In one instance it could not even describe why a test is bad unit test (asserting true is equal to true), which doesn’t even require context or multi file reasoning.
Its almost as if it has additional problems beyond the context limits :)
In an agentic setup you are still dependent on having relatively smart models that's true.
There's about a dozen workarounds around context limits, agents being one of them, MCP servers being another one, AGENTS.md being the third one, but none of them actually solve the issue of a context window being so small that it's useless for anything even remotely complex.
Let's imagine a codebase that can fit onto a revolutionary piece of technology known as a floppy drive. As we all know, a floppy drive can store <2 megabytes of storage. But a 100k tokens is only about 400 kilobytes. So, to process the whole codebase that can fit onto a floppy drive, you need 5 agents plus the sixth "parent process" that those 5 agents will report to.
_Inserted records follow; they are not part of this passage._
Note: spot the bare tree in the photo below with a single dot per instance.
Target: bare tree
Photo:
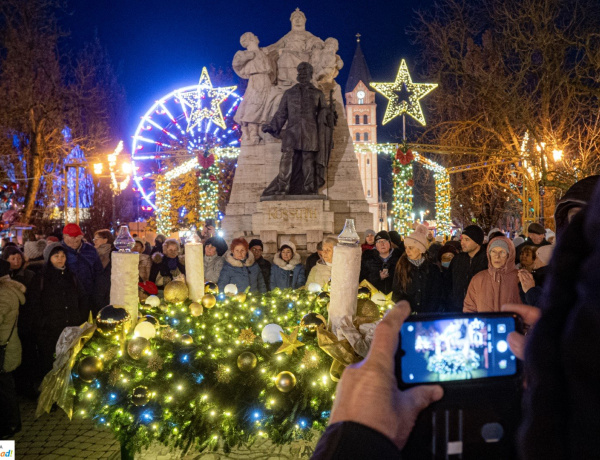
(511, 68)
(51, 103)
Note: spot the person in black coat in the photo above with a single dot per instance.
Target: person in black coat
(417, 278)
(378, 265)
(466, 265)
(56, 300)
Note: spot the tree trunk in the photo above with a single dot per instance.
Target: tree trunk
(35, 167)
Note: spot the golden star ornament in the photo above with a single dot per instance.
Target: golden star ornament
(416, 91)
(290, 342)
(214, 96)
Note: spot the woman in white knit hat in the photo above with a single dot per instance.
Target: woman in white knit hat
(418, 279)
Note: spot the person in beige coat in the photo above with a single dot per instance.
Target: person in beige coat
(499, 284)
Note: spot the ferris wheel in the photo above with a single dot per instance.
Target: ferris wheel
(181, 125)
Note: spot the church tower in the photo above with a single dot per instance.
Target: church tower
(361, 116)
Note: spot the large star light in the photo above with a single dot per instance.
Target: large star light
(403, 83)
(206, 102)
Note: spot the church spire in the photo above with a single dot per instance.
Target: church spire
(358, 70)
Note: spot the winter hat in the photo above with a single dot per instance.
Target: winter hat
(52, 249)
(255, 242)
(418, 238)
(445, 249)
(475, 233)
(543, 255)
(73, 230)
(498, 243)
(395, 238)
(34, 249)
(536, 228)
(382, 235)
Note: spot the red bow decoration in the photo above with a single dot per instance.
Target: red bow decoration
(404, 157)
(206, 162)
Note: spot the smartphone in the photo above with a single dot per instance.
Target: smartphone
(453, 348)
(468, 355)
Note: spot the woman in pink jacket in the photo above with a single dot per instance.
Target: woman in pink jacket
(497, 285)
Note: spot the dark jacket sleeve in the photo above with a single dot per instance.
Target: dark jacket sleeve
(353, 441)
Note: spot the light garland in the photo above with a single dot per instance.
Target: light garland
(402, 206)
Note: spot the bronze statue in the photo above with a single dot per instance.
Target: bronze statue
(307, 139)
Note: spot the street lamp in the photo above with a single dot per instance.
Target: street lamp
(116, 186)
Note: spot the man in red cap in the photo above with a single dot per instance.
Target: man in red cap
(84, 262)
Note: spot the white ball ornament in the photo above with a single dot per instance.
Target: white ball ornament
(145, 329)
(314, 287)
(270, 333)
(230, 290)
(153, 301)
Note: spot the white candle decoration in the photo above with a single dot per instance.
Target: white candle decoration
(124, 282)
(345, 273)
(194, 270)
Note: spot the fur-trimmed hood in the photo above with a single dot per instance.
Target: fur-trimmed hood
(238, 263)
(296, 259)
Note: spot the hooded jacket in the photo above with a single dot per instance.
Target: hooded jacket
(243, 274)
(12, 296)
(287, 274)
(561, 402)
(492, 288)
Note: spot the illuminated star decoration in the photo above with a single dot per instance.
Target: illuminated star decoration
(206, 93)
(416, 91)
(290, 342)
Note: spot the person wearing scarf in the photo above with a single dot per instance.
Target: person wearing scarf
(418, 279)
(499, 284)
(287, 270)
(240, 269)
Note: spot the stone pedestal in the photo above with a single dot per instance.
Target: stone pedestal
(302, 220)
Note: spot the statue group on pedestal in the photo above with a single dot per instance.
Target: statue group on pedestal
(283, 87)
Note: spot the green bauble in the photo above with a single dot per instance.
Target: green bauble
(140, 396)
(89, 368)
(137, 346)
(247, 361)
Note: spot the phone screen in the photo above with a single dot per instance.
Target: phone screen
(450, 349)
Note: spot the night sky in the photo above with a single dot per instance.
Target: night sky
(157, 45)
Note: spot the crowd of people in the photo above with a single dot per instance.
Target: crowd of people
(51, 282)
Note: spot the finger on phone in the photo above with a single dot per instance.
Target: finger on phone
(529, 313)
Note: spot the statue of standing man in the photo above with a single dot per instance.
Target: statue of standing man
(306, 142)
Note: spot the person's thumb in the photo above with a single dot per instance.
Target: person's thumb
(418, 398)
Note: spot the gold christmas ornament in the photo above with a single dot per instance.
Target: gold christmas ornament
(247, 361)
(211, 288)
(89, 368)
(323, 299)
(209, 301)
(311, 321)
(140, 396)
(196, 309)
(137, 346)
(241, 297)
(285, 381)
(364, 293)
(176, 292)
(187, 339)
(113, 321)
(247, 337)
(290, 342)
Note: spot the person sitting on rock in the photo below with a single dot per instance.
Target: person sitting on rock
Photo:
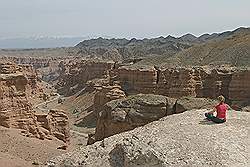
(220, 109)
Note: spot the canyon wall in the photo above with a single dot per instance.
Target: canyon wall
(74, 75)
(177, 82)
(239, 87)
(17, 82)
(128, 113)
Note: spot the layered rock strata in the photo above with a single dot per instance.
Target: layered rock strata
(16, 110)
(178, 82)
(178, 140)
(74, 75)
(126, 114)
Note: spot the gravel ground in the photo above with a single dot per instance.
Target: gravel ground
(179, 140)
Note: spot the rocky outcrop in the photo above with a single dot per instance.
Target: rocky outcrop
(16, 84)
(206, 82)
(126, 114)
(239, 87)
(142, 80)
(56, 123)
(106, 94)
(15, 109)
(179, 140)
(188, 103)
(74, 75)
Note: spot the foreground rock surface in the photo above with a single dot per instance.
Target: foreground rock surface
(184, 139)
(128, 113)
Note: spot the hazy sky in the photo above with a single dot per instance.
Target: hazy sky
(120, 18)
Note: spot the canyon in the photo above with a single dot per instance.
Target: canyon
(108, 96)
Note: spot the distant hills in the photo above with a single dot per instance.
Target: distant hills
(41, 42)
(120, 49)
(230, 47)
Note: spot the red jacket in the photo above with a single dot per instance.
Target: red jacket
(221, 109)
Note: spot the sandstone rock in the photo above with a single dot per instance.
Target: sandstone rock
(58, 125)
(239, 88)
(105, 94)
(188, 103)
(177, 140)
(74, 75)
(142, 80)
(205, 82)
(125, 114)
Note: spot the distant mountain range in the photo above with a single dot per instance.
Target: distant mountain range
(120, 49)
(41, 42)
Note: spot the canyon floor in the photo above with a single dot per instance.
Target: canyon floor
(127, 103)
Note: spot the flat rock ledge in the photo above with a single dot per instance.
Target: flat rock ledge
(179, 140)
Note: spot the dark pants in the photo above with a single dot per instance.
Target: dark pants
(214, 119)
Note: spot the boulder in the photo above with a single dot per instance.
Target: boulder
(125, 114)
(179, 140)
(189, 103)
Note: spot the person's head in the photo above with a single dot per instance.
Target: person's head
(221, 99)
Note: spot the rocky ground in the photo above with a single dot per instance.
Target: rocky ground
(103, 87)
(17, 150)
(184, 139)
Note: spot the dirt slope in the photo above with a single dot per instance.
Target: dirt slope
(17, 150)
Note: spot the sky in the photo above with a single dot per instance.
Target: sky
(120, 18)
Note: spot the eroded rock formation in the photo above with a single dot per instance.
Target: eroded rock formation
(16, 84)
(176, 82)
(178, 140)
(128, 113)
(55, 123)
(105, 94)
(74, 75)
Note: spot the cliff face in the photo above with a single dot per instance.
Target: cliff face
(128, 113)
(239, 87)
(74, 75)
(106, 94)
(141, 80)
(178, 82)
(178, 140)
(55, 123)
(16, 85)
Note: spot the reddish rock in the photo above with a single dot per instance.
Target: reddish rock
(74, 75)
(105, 94)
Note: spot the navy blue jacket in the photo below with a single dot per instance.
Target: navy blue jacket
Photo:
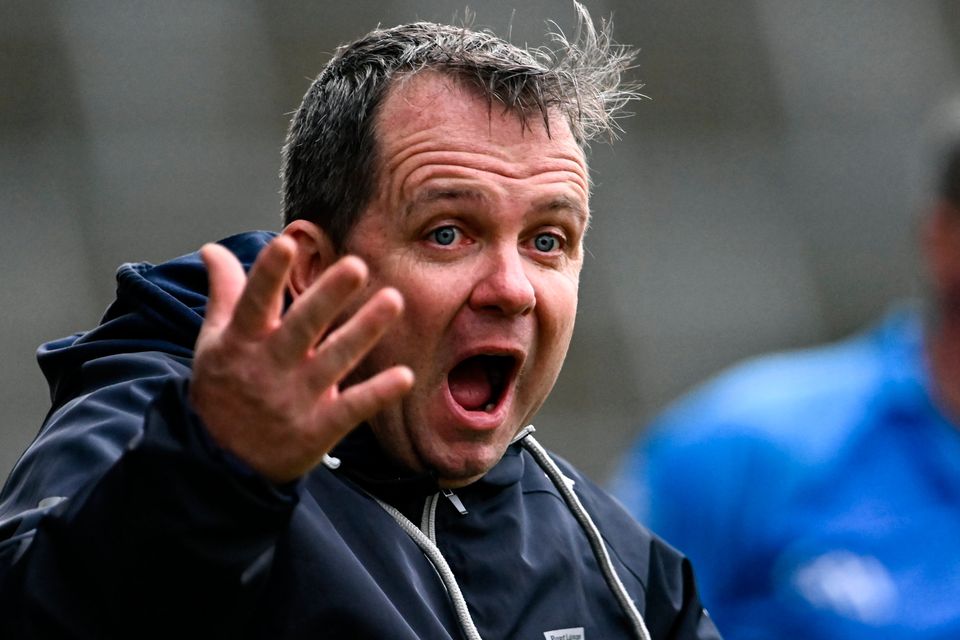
(124, 519)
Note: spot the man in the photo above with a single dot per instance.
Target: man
(818, 492)
(424, 288)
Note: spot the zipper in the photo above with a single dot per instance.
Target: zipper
(454, 500)
(428, 519)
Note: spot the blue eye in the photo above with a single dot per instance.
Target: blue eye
(546, 242)
(444, 236)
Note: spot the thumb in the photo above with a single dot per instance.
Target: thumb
(226, 281)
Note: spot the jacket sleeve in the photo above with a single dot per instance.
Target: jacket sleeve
(673, 607)
(152, 530)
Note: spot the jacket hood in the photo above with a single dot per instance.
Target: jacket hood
(157, 308)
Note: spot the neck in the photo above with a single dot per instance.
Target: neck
(943, 354)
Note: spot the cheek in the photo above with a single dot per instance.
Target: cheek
(557, 316)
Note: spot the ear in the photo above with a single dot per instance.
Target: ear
(315, 253)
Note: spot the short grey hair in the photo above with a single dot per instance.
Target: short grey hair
(329, 170)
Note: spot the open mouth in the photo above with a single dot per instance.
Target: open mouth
(478, 383)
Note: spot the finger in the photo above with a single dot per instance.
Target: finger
(362, 401)
(258, 310)
(226, 280)
(311, 314)
(344, 348)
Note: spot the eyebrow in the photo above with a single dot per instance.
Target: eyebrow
(559, 203)
(429, 196)
(565, 203)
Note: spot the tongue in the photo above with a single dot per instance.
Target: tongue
(469, 385)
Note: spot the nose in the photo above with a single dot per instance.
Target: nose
(503, 285)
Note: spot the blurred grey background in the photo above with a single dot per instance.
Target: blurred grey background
(763, 199)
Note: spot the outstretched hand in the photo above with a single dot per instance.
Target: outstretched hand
(266, 383)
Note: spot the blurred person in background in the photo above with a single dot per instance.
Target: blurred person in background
(359, 465)
(818, 491)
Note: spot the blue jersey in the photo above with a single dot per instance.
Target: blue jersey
(817, 492)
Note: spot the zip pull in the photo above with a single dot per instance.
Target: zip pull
(454, 500)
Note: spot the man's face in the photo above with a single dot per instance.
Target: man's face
(479, 223)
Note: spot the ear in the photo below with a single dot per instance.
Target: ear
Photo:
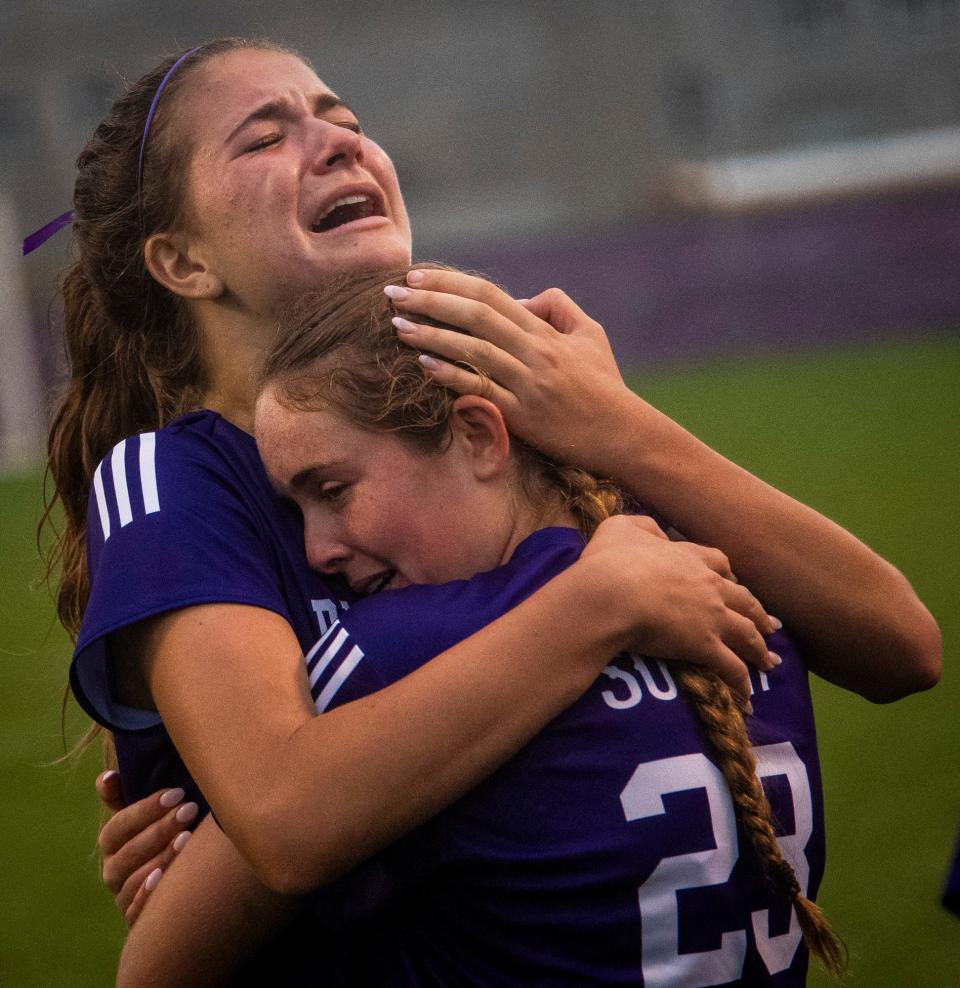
(172, 261)
(480, 432)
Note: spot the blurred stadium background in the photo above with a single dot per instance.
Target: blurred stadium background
(760, 199)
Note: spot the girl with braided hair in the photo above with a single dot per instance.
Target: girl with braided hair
(534, 877)
(223, 183)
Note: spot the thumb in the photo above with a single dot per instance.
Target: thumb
(558, 309)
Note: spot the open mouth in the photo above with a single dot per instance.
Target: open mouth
(375, 583)
(347, 209)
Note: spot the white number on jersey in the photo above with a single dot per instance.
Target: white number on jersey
(663, 964)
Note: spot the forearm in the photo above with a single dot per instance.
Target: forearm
(859, 620)
(396, 758)
(206, 918)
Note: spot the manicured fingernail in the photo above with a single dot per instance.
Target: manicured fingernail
(171, 797)
(187, 812)
(403, 325)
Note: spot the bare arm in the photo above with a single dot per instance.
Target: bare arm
(366, 773)
(555, 379)
(204, 921)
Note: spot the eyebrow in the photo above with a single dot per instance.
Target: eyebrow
(282, 109)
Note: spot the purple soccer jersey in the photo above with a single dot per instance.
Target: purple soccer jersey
(179, 517)
(607, 851)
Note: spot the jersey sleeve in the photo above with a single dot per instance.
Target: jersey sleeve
(171, 524)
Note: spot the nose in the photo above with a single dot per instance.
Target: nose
(335, 146)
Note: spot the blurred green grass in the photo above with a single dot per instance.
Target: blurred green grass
(869, 436)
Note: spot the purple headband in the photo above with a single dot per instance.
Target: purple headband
(42, 235)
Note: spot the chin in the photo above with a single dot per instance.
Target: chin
(374, 253)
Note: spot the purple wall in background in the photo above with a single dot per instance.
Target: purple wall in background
(711, 285)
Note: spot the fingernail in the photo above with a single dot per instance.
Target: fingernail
(171, 797)
(403, 325)
(187, 812)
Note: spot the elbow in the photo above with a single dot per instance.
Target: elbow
(919, 659)
(292, 852)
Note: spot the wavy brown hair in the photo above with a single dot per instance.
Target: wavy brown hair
(337, 349)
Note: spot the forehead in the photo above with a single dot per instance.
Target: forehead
(229, 86)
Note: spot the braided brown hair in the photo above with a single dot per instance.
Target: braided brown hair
(338, 349)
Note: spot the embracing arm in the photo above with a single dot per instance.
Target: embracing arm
(205, 920)
(859, 620)
(305, 798)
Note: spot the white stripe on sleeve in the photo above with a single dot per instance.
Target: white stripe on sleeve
(337, 679)
(119, 467)
(101, 501)
(148, 472)
(328, 656)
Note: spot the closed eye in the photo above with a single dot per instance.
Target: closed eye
(333, 491)
(263, 142)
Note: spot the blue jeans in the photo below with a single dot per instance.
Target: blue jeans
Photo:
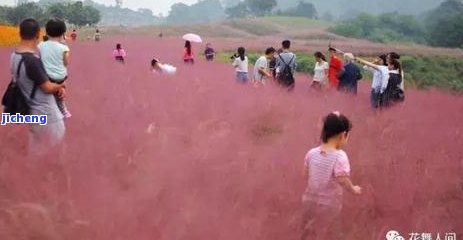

Those five agents can report "no security issues found" in their own little chunk of the codebase to the parent process, and that parent process will still be none the wiser about how those different chunks interact with each other.
You can have an agent that focuses on studying the interactions. What you're saying is that an AI cannot find every security issue but neither do humans otherwise we wouldn't have security breaches in the first place. You are describing a relatively basic agentic setup mostly using your AI-assisted text editor but a commercial security bot is a much more complex beast hopefully. You replace context by memory and synthesis for instance, the same way our brain works.
Sounds a lot like "nationalism in a single country"
Prediction: it won't.
You can't fit every security consideration into the context window.
You may want to read about agentic AI, you can for instance call an LLM multiple times with different security consideration everytime.